Samstag, 15. Dezember 2018

15. Dezember: Lincoln im Bardo von George Saunders



Hintergrund: Während des amerikanischen Bürgerkriegs starb Präsident Lincolns Sohn Willi mit elf Jahren. Laut Zeitungsberichten suchte der trauernde Vater damals allein das Grabmal auf, um seinen Sohn nochmal in den Armen zu halten. 

Bei George Saunders wird daraus eine ungewöhnliche Geschichte über Liebe und Verlust. Im Laufe dieser Nacht, in der Abraham Lincoln alleine von seinem Sohn Abschied nimmt, werden Gespenster wach, die Geister der Toten auf dem Friedhof.
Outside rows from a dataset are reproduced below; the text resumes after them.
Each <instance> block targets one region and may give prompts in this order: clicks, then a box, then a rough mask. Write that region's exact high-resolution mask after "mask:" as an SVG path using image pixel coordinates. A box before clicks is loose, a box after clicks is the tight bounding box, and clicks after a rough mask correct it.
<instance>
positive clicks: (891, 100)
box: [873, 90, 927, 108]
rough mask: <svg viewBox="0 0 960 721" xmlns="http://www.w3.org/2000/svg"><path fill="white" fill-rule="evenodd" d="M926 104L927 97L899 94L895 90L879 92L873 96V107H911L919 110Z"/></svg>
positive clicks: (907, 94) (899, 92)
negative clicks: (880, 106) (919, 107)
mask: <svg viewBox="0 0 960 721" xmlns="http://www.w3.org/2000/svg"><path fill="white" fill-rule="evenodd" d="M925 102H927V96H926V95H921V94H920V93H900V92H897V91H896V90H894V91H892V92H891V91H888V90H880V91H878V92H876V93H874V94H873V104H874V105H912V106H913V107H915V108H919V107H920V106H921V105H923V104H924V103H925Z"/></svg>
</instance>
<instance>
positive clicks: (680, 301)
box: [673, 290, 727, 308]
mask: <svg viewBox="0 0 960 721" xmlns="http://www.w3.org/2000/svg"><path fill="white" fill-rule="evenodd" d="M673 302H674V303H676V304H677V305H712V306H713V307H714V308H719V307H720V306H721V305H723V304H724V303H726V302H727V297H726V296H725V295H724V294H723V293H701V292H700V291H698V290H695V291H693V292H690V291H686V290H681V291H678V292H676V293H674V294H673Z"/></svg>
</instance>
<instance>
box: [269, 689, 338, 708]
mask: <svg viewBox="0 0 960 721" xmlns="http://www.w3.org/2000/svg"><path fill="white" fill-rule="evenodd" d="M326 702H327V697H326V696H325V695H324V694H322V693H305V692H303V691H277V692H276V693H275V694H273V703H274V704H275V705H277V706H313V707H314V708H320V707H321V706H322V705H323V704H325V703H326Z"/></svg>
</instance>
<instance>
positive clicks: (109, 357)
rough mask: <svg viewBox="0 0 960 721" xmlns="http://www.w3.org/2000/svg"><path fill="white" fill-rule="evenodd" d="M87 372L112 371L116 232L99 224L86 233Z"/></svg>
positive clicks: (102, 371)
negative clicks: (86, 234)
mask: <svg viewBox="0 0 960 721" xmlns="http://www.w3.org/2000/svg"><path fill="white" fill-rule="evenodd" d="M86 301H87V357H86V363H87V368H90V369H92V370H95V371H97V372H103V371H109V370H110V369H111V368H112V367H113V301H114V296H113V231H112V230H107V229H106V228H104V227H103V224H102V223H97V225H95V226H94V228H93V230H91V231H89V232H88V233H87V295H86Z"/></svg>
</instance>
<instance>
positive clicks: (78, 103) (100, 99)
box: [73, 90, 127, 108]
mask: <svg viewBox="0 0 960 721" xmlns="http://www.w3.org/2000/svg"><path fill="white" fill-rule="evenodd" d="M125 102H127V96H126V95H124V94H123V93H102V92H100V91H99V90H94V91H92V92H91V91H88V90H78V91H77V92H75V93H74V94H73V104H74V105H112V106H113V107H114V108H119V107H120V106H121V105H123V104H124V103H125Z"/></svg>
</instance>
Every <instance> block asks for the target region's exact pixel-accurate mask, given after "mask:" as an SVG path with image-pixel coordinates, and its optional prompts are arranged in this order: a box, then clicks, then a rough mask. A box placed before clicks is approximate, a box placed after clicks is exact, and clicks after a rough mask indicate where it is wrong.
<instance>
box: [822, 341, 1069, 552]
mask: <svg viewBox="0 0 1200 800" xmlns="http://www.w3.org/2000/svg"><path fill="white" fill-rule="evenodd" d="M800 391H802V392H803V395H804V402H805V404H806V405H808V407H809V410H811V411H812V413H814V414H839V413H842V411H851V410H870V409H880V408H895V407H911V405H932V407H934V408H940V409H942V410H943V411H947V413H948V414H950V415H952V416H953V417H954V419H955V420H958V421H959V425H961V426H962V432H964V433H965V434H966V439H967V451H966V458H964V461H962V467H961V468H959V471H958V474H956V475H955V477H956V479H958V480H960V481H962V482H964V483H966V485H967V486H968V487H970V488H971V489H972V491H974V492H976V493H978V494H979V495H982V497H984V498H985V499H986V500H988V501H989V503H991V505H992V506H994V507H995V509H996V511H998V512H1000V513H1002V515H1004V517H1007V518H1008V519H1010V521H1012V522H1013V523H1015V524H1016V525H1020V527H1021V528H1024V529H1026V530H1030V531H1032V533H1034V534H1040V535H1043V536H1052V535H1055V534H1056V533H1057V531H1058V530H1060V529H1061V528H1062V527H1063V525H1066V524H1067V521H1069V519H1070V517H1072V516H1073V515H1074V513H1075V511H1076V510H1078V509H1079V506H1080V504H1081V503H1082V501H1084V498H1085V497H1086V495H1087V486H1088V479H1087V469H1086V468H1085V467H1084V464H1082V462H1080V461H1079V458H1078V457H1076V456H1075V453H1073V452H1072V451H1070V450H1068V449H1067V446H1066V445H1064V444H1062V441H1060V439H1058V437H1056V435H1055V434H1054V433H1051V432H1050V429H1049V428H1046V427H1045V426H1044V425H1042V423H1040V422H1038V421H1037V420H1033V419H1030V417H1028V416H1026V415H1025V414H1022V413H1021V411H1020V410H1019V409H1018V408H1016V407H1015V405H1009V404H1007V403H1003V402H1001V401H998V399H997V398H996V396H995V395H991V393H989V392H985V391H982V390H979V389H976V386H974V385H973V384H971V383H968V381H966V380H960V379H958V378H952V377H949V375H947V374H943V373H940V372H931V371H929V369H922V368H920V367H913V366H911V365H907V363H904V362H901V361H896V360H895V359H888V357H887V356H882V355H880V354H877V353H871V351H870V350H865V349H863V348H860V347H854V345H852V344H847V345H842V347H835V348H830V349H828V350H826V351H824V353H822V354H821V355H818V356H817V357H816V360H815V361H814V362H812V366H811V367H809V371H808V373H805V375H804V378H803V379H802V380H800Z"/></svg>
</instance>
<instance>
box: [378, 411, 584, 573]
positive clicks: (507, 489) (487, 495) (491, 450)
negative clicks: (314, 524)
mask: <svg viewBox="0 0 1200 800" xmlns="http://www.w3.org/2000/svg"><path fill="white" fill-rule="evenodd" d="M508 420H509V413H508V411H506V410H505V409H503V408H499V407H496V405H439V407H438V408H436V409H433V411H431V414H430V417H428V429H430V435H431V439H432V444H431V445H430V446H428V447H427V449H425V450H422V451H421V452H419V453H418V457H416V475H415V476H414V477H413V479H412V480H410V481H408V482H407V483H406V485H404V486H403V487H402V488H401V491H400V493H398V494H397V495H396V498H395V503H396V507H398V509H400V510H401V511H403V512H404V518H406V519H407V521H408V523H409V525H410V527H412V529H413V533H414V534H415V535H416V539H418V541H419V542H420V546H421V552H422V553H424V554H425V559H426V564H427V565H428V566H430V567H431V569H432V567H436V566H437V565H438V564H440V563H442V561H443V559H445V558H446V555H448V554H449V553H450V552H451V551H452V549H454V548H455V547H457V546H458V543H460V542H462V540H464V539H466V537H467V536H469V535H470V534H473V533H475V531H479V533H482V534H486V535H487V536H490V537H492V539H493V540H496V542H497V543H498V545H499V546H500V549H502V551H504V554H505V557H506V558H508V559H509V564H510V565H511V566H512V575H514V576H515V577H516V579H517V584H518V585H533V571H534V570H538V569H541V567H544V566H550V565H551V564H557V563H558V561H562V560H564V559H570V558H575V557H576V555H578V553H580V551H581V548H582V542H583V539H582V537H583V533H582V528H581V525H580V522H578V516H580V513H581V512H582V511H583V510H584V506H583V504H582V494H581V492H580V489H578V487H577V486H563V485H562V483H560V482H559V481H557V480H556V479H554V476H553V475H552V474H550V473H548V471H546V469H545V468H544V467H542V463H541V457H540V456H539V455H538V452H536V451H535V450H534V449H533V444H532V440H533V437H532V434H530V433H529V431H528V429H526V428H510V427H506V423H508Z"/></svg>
Willi Lincoln befindet sich im Zwischenreich zwischen Diesseits und Jenseits, in tibetischer Tradition „Bardo“ genannt, und auf dem Friedhof in Georgetown beginnt ein Streit um die Seele des Jungen. 

Das Buch ist sehr ungewöhnlich geschrieben und gewöhnungsbedürftig zu lesen. Saunders lässt nicht Lincoln in der ersten Person erzählen und auch nicht einen Erzähler in der dritten Person. Die Gespräche der Geister sind auch keine „normale“ Dialoge von verschiedenen Personen. 

Vielmehr sind sie wie ein vielstimmiger Chor, ein- bis fünfzeilige Sätze, die mit dem Namen eines Toten signiert sind und Beobachtungen, Aussagen, Gedanken dieses Toten in der ersten Person enthalten und endet schließlich in der Frage: Warum lieben wir überhaupt, wenn wir doch wissen, dass alles zu Ende gehen muss? 

Der Roman lohnt sich! Er ist ungewöhnlich, interessant, anders, aufwühlend. Aber Achtung: sehr anspruchsvoll!